Le « programme d'assistance financière et technique aux pays tiers dans les secteurs de l'immigration et de l'asile » (Aeneas) prend en considération toutes les dimensions du phénomène migratoire (migration et développement, migration légale, immigration clandestine et traite des êtres humains, droits des migrants, asile et protection internationale) avec les objectifs suivants :
- stimuler les liens entre la migration et le développement ;
- encourager une gestion efficace de la migration des travailleurs ;
- lutter contre l'immigration clandestine et faciliter la réadmission des immigrés clandestins ;
- protéger les migrants contre l'exploitation et l'exclusion et soutenir la lutte contre la traite des êtres humains ;
- promouvoir l'asile et la protection internationale.
Le budget de 384 millions d'euros pour 2007-2013 fait l'objet d'une programmation pluriannuelle par la Commission sur laquelle reposent les appels à propositions. Le financement communautaire des projets compris entre 500 000 et 2 millions d'euros ne dépasse pas 80 % du montant total.
En marge de l'appel à proposition, des projets ciblés peuvent être retenus par la Commission. Il s'agit d'initiatives négociées directement avec la Commission.

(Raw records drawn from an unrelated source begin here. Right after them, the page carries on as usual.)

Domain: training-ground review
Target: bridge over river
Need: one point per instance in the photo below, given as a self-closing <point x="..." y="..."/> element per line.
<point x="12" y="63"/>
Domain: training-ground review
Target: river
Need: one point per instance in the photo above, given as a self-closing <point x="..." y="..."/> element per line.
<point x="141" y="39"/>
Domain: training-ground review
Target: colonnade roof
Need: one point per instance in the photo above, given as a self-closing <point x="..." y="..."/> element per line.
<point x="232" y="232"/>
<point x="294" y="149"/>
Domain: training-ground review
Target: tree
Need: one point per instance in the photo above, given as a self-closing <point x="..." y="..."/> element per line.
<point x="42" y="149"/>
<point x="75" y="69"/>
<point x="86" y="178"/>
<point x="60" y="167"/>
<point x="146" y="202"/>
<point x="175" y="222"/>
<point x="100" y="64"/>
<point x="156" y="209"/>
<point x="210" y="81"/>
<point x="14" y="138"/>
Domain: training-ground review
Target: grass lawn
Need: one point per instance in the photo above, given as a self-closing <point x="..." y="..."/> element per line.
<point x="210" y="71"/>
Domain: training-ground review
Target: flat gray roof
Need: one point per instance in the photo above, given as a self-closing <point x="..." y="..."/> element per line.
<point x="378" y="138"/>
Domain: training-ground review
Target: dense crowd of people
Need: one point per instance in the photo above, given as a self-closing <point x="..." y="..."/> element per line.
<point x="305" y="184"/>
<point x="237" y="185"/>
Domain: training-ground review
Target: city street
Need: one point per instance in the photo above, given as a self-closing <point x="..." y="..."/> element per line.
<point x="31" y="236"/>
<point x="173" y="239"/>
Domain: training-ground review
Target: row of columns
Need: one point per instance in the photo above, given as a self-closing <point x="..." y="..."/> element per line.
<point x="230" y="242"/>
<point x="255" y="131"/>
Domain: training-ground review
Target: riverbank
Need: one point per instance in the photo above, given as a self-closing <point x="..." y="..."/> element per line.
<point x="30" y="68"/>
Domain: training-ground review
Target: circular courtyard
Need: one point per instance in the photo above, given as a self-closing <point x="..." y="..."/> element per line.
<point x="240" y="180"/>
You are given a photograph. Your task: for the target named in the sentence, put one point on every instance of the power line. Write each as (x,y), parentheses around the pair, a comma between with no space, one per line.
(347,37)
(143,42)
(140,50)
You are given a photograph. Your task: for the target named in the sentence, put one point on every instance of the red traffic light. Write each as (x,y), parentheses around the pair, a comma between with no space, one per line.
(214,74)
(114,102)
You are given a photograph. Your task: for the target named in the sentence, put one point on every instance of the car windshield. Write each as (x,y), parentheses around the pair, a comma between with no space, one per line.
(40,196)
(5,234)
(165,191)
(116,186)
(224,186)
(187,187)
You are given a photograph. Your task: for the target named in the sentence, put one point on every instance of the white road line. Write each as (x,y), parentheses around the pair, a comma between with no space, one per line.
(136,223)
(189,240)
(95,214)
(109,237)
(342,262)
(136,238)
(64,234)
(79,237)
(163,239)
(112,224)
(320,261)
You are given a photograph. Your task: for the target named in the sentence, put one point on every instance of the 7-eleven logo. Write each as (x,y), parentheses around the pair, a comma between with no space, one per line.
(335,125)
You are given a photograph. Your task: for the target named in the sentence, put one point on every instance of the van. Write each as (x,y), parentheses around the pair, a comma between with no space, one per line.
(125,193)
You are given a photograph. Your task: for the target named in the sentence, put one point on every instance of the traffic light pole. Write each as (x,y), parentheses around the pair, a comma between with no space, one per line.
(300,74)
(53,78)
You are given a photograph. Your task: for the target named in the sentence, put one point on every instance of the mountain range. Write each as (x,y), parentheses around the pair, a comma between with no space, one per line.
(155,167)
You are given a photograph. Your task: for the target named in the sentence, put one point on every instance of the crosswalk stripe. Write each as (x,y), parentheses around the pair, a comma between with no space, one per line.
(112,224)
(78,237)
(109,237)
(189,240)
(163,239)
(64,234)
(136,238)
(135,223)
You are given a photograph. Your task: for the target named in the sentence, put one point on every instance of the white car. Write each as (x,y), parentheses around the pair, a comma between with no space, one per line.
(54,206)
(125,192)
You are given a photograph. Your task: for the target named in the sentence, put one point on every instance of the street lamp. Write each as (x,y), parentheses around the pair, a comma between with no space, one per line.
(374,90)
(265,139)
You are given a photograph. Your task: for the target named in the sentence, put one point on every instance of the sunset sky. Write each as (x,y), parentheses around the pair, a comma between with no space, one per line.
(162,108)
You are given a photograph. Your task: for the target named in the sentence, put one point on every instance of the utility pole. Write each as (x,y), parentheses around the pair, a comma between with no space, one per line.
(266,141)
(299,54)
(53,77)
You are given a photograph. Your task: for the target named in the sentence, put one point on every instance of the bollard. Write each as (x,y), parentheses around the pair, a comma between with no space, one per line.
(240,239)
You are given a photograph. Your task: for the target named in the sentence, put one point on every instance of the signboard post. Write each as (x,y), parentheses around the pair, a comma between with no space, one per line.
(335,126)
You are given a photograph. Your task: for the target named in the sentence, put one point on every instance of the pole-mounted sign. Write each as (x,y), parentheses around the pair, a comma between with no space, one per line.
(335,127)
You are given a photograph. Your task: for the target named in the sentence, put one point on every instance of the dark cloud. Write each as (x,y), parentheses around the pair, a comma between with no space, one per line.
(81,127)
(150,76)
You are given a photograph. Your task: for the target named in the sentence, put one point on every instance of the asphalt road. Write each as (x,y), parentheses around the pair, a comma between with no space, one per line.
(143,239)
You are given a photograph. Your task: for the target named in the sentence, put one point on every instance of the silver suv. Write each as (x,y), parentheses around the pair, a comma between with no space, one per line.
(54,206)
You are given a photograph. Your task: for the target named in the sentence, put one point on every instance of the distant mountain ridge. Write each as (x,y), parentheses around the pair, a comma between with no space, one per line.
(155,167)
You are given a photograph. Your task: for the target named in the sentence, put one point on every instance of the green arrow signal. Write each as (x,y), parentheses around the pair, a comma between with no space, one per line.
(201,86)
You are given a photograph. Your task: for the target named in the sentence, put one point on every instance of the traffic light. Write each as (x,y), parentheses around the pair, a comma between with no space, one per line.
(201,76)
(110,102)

Il en est ainsi :
- d'un projet « Migration et développement » géré par un consortium dont le chef de file est le Programme des Nations unies pour le développement, qui associe l'Organisation internationale pour les migrations, l'Organisation internationale du travail, le Fonds des Nations unies pour la population et le Haut commissariat des Nations unies pour les réfugiés, et qui est financé par le programme thématique à hauteur de 15 millions d'euros pour trois années ;
- de la Banque européenne d'investissement et de la Banque européenne pour la reconstruction et le développement, qui offriront également un instrument financier qui n'est pas encore accessible (la Commission a prévu d'investir 700 millions d'euros pour la période 2007-2013).
Ce bilan des différentes interventions communautaires illustre les moyens considérables que l'Union européenne a ainsi dégagés pour une politique qui a vocation à être un domaine de souveraineté partagé entre l'Union et les Etats membres.